“We are very close to seeing the light at the end of the tunnel,” said Evan Blakley, who has been helping shepherd the Denison Dog Park project.
Construction of the park has taken longer than anyone imagined, but the project is far enough along that a soft winter opening will likely take place, he said.
Klein Fence Company, of Earling, was at the site, located on 6th Avenue North near Tucker’s Pond, on Monday to install posts for the perimeter fence.
The entryway to the park is essentially complete.
Brick pillars that denote the beginning of the park have been built and are nearly finished.
Denison Job Corps students put in the foundations and Slechta Masonry, of Denison, constructed the pillars; all that is left is for caps to be placed on each pillar.
Denison Hardscapes laid the pavers for the entryway and Carlyle Memorials engraved the pavers that denote donations to the project.
Denison Hardscapes returned to the park on Monday to do some dirt work and grading, Blakley said.
“There are some grading adjustments we need to do to make the park attractive and, more importantly, we want the park to be ADA (Americans with Disabilities Act) accessible so folks in wheelchairs and scooters will be able to visit the park,” he said. “We want a nice, gentle slope into the entry of the park.”
Klein Fence Company will be back in the next few weeks to create the park entrance, which will feature self-closing gates to keep dogs from escaping.
Some work will have to take place in the next few months.
“We will depend on volunteers to come in on some workdays yet this winter, so we’ll have to bundle up,” Blakley said.
Volunteers will place the top rail along the fence posts.
“Once the fence structure is complete, we will be able to stretch and mount the chain link,” he said.
“That will take a few different workdays.

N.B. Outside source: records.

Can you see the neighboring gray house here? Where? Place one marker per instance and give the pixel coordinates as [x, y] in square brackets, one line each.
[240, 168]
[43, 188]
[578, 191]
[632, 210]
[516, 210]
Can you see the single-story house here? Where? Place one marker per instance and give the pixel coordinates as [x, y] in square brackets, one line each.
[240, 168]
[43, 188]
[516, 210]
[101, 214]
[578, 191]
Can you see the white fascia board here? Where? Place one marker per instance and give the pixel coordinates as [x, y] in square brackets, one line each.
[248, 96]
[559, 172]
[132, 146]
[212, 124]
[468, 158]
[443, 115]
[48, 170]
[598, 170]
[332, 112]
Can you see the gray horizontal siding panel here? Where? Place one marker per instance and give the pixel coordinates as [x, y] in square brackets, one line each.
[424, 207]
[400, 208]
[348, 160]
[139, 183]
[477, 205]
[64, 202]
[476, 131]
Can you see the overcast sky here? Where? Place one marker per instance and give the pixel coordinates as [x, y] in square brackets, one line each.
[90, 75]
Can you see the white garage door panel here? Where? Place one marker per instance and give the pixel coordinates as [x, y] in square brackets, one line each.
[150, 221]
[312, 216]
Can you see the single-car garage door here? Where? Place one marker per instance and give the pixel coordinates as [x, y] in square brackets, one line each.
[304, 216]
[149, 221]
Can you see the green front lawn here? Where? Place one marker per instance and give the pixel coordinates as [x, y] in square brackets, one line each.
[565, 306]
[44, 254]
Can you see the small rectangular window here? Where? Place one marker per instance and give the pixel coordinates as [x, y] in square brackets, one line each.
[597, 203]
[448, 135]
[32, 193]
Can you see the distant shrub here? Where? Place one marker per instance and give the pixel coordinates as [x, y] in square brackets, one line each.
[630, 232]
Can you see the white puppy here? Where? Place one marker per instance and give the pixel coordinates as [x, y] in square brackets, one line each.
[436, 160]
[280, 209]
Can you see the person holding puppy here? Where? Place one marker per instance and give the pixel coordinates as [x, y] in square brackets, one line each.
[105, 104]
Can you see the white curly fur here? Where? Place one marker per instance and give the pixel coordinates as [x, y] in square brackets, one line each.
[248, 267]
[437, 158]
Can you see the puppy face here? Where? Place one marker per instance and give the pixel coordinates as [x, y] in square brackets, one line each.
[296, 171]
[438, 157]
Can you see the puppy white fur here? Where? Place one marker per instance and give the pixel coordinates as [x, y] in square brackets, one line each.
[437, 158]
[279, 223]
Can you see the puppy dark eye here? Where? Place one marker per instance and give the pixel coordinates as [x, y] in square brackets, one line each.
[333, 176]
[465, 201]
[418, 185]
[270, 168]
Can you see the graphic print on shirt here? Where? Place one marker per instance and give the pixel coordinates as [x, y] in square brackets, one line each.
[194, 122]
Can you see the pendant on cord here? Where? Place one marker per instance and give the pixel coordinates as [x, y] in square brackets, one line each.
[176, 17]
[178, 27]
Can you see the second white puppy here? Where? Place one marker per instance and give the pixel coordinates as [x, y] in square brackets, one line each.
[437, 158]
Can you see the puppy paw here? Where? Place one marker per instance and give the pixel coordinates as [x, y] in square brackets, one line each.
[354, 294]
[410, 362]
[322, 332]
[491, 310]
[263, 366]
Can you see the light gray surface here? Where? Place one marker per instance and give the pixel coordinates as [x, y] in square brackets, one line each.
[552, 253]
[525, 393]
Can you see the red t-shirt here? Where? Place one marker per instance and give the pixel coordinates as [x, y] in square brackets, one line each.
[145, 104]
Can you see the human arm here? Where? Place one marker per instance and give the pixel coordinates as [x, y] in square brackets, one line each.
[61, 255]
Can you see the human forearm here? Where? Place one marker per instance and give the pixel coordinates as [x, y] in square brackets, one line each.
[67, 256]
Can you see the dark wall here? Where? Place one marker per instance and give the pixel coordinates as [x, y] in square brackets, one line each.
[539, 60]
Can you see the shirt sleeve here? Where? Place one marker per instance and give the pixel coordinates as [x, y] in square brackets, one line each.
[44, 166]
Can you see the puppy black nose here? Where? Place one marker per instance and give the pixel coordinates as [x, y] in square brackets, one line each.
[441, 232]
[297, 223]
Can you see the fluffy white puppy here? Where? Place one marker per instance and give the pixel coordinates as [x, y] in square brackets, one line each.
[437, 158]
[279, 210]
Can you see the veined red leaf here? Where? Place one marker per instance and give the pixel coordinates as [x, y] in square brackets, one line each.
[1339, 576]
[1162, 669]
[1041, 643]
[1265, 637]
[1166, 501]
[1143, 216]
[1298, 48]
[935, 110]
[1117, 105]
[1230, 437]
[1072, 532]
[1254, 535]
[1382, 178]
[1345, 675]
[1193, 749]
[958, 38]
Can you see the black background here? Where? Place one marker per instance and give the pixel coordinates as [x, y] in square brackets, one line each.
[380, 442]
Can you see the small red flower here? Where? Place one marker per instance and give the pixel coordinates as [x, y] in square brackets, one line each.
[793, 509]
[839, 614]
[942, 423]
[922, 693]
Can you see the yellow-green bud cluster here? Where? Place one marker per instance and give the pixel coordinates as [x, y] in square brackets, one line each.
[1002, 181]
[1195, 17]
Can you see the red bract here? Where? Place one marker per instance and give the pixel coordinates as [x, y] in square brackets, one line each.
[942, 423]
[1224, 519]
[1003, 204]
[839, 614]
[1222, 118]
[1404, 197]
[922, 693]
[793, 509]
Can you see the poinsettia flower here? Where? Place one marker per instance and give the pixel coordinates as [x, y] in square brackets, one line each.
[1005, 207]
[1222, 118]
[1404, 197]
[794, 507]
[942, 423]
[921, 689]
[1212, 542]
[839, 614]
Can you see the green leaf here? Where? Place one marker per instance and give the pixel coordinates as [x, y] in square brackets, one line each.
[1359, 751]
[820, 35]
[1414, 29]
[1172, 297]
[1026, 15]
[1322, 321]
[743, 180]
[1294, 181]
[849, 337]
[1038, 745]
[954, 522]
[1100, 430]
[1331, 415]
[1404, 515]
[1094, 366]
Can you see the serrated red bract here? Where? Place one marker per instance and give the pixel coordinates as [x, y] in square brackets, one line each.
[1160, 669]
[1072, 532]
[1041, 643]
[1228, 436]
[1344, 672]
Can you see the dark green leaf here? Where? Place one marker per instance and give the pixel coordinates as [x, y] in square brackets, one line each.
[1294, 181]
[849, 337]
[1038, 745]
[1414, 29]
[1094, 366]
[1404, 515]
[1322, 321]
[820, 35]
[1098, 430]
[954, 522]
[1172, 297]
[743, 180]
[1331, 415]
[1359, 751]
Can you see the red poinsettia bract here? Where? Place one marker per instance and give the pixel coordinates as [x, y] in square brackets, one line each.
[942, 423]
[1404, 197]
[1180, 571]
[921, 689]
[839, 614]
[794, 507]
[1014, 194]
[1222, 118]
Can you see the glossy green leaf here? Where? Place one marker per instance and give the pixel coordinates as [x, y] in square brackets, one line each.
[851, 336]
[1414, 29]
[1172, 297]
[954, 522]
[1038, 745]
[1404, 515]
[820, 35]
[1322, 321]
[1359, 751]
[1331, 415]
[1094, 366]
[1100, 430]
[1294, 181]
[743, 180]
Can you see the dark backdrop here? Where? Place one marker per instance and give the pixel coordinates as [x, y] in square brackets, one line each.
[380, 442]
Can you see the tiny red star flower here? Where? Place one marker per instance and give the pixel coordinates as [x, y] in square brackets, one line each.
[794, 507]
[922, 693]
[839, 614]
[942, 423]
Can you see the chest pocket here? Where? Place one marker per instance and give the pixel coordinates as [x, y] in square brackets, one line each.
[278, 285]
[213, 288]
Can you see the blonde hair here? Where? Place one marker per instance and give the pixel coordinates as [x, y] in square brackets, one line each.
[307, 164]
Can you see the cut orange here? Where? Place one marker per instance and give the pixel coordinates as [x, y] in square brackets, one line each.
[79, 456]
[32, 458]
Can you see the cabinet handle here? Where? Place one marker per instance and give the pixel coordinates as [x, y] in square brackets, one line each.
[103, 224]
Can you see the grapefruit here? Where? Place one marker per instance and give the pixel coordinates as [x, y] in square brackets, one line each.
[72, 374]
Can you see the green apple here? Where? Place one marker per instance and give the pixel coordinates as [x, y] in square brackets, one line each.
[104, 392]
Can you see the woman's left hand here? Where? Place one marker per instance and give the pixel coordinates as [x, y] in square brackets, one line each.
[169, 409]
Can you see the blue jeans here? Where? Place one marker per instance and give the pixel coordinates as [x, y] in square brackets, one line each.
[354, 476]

The more folks that come and volunteer, the faster we’ll be able to get it finished.”
Blakley is working on putting together a set of park rules that the Denison Parks and Rec Board can adopt for the park.
He has been researching the rules at dog parks around the country.
“We need to find what works for our community and make sure that we have a park that is clean and an asset to the community,” he said.
The park will depend in large part on users being their own watchdogs.
“It’s important that we have good rules in place that are clearly visible,” Blakley said.
If the soft opening takes place this winter, work for the spring will include additional landscaping and signage.
A water fountain and donated benches will also be added.
Blakley said a grant is being applied for that would provide funds for waste receptacles matching those in uptown Denison.
Waste bag dispensers will be mounted to the fencing at the park.
“Those will need to be in place before we can open,” he said.
Donor recognition items, such as a bronze plaque for a boulder and signs that name each of the three park sections for the top three donors, will also be added.
“Some of those things will need to be in place before we can open and some of them will come afterwards,” Blakley said.
Astroturf will be added to the high-traffic areas where grass would not survive.
Blakley said once the park is completed, fundraisers may take place each spring to improve the park or add amenities.
The blank spaces in the entryway can be replaced with engraved pavers used as part of additional fundraising.
He encourages members of the public to visit the park site to see how far the work has progressed.
“People should go out and take a look,” he said. “Just be careful where you step; there may still be some holes or mud out there.”
Blakley said the project has taken far longer than any of the organizers would have anticipated.
Land acquisition and legal issues took up much of the time.
He noted that the project is being accomplished without taxpayer funding.
“It is all through donations and grants,” he said.
“For a while, a lot of the holdup was in fundraising but we also had a number of contractors and entities that have donated to the park’s completion through in-kind labor or greatly discounted labor.”
The in-kind and reduced-rate labor had to be accepted at the rate it was offered, he pointed out.
“In the long term, that will be a better tradeoff for our donors and the community,” he said. “We appreciate everyone’s patience.”
Donation forms for individuals interested in donating may be picked up at Denison City Hall or at the Chamber & Development Council (CDC) of Crawford County office.
A separate fund for the project is being managed by the city.
Blakley said several thousand dollars will be needed to complete the last details of the project.